First let's simulate some data for a logistic regression with fixed and random parts:
set.seed(1)
n <- 100
x <- runif(n)
z <- sample(c(0,1), n, replace=TRUE)
b <- rnorm(2)
beta <- c(0.4, 0.8)
X <- model.matrix(~x)
Z <- cbind(z, 1-z)
eta <- X%*%beta + Z%*%b
pr <- 1/(1+exp(-eta))
y <- rbinom(n, 1, pr)
If we just wanted to fit a Logistic regression with no random parts, we could use the glm
function:
glm(y~x, family="binomial")
glm(y~x, family="binomial")$coefficients
# (Intercept) x
# -0.2992785 2.1429825
Or constructing our own function of the log-likelihood
$$ \log\text{L}(\boldsymbol{\beta}) = \sum_{i=1}^n y_i \log \Lambda(\eta_i) + (1-y_i)\log(1-\Lambda(\eta_i)) $$
where $\Lambda(\eta_i)=\frac{1}{1+\exp(-\eta_i)}$ and $\eta_i=\boldsymbol{X_i' \beta}$
and use optim()
to estimate the parameters that maximize it, as in the following example code:
ll.no.random <- function(theta,X,y){
beta <- theta[1:ncol(X)]
eta <- X%*%beta
p <- 1/(1+exp(-eta))
ll <- sum( y*log(p) + (1-y)*log(1-p) )
-ll
}
optim(c(0,1), ll.no.random, X=X, y=y)
optim(c(0,1), ll.no.random, X=X, y=y)$par
# -0.2992456 2.1427484
which of course gives the same estimates and maximizes the log-likelihood for the same value. For mixed effects, we would want something like
library(lme4)
glmer(y~x + (1|z), family="binomial")
But how can we do the same with our own function?
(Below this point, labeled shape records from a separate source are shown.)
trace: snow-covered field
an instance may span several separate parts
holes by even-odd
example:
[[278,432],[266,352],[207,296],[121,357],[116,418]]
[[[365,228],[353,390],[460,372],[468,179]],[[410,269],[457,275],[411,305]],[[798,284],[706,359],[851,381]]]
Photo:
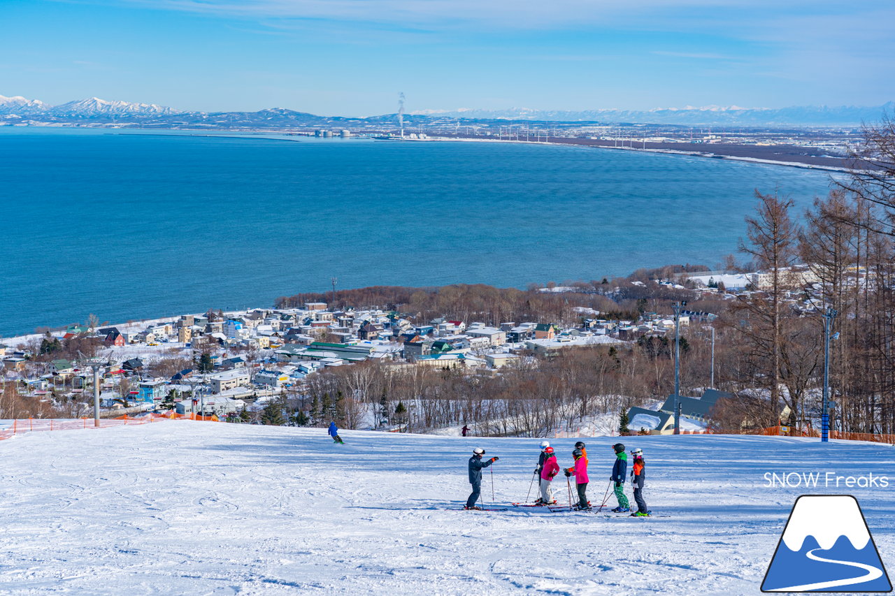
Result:
[[[669,515],[634,519],[459,510],[473,447],[500,456],[483,496],[493,478],[504,504],[525,498],[534,439],[343,437],[170,421],[0,441],[0,593],[754,594],[803,493],[854,494],[895,566],[895,484],[767,488],[763,476],[892,482],[887,445],[625,438],[645,453],[650,508]],[[599,504],[618,439],[585,440]],[[554,440],[560,465],[574,442]]]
Since the likelihood is
$$ L = \prod_{j=1}^J \int \text{Pr}(y_{1j},...,y_{n_jj}|\boldsymbol{x}, b_j) f(b_j)db_j $$
and the integral has no closed-form expression, we need to use numerical integration like Gaussian Quadrature. We can use the package statmod
to get some quadratures, say 10
library(statmod)
gq <- gauss.quad(10)
w <- gq$weights
g <- gq$nodes
UPDATE: Using these quadrature locations $g_r$ and weights $w_r$ for the $r=1,...,R$ ($R=10$ here), we can approximate the integral over $b_j$ by a sum of the $R$ terms with $g_r$ substituted for $b_j$ and the whole term multiplied by the respective weights $w_r$. Thus, our likelihood function should be now
$$ L = \prod_{j=1}^J \sum_{r=1}^{R} Pr (y_{1j},...,y_{n_jj} | \boldsymbol{x}, b_j=g_r ) w_r $$
Also, we need to account for the variance of the random part, I read that this can be achieved by replacing the $b_j \sim N(0,\sigma_b^2)$ in our $\eta$ function with $\sigma_j \theta_j$ where $\theta_j \sim N(0,1)$, so in the likelihood function above we actually replace $\theta$'s with $g$'s and not $\beta$'s.
One computational issue I don't get is how to substitute the terms since the vectors won't be of the same length. But probably I don't understand that, because I'm missing something crucial here, or misunderstood how this method works.